As a general rule, when prices for farmed shrimp increased, purchases would decrease. However, consumers were still willing to pay more for eco-labelled shrimps. The researchers learned that the price-sensitivity for sustainable shrimp varied among shoppers. Some were willing to pay a 51 percent price premium for 1kg of sustainably farmed shrimp, while others would only tolerate a 6 percent premium before opting for conventional shrimp.
It also appears that consumer efficacy plays a major role in whether a shopper will purchase eco-labelled shrimp. Researchers learned that if a shopper believes that he or she can contribute more to sustainable aquaculture by purchasing eco-labelled products, they are more likely to opt for sustainable product. They also found that “74 percent of [the] respondents stated that purchasing eco-labelled products can contribute to sustainable aquaculture practices in Vietnam”. This suggests that consumers must first believe that their shopping choices impact the food system – they will not change their purchasing behaviour otherwise.
Demonstrating the value of eco-labels
Of the four labels on farmed shrimp products, consumers preferred the labels from independent, third-party bodies over Vietnam’s government-backed label. The first choice among consumers was the ASC logo, followed by other independent labels GlobalGAP and Naturland. The consumers did not appear to value VietGAP certification as much as other sustainability standards, saying they would pay a lower premium for shrimp with this label. However, most shoppers still opted for VietGAP-labelled shrimp instead of choosing shrimp without an eco-label.

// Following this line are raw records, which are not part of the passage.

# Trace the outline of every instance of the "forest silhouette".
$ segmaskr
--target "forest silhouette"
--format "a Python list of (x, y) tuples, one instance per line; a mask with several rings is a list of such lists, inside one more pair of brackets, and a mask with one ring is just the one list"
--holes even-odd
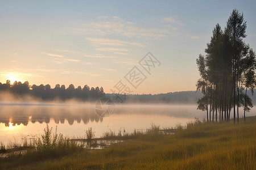
[(82, 88), (80, 86), (75, 88), (71, 84), (68, 88), (65, 85), (57, 84), (54, 88), (49, 84), (30, 86), (28, 82), (22, 83), (15, 81), (11, 84), (10, 81), (6, 80), (6, 83), (0, 83), (0, 92), (7, 92), (16, 97), (30, 95), (36, 99), (43, 101), (60, 100), (65, 101), (69, 99), (77, 99), (82, 101), (95, 101), (105, 96), (103, 87), (90, 87), (85, 85)]

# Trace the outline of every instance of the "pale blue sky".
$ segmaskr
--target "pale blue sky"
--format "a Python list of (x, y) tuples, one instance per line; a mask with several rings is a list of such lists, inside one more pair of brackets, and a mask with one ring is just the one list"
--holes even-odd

The researchers felt that this trend presented an opening for policymakers and shrimp farmers. Of the four sustainability standards in the experiment, it is easier for Vietnamese shrimp farmers to comply with the VietGAP standards and then work towards more comprehensive standards like ASC and GlobalGAP. Despite flaws in the VietGAP programme, shrimp farmers can still take advantage of government supports, training and assessments when updating their farms.
If VietGAP standards were widely implemented, the researchers suggest that farmers could then upgrade to other international programmes required by shrimp importing countries, like Japan and the US. This will improve the market share of Vietnamese shrimp, while also shoring up its reputation among consumers.
The researchers stress that government-led efforts to improve aquaculture sustainability are short-term solutions. They should be used to help farmers invest and transition to more sustainable practices. Longer-term efforts to drive sustainability should come with market-based incentives – like price premiums for certified sustainable products. Raising consumer efficacy is also crucial. This will drive demand and help sustainably farmed shrimp gain market share. In their view, this will satisfy the farmers’ bottom line and allow consumers to participate in the transition to sustainable aquaculture.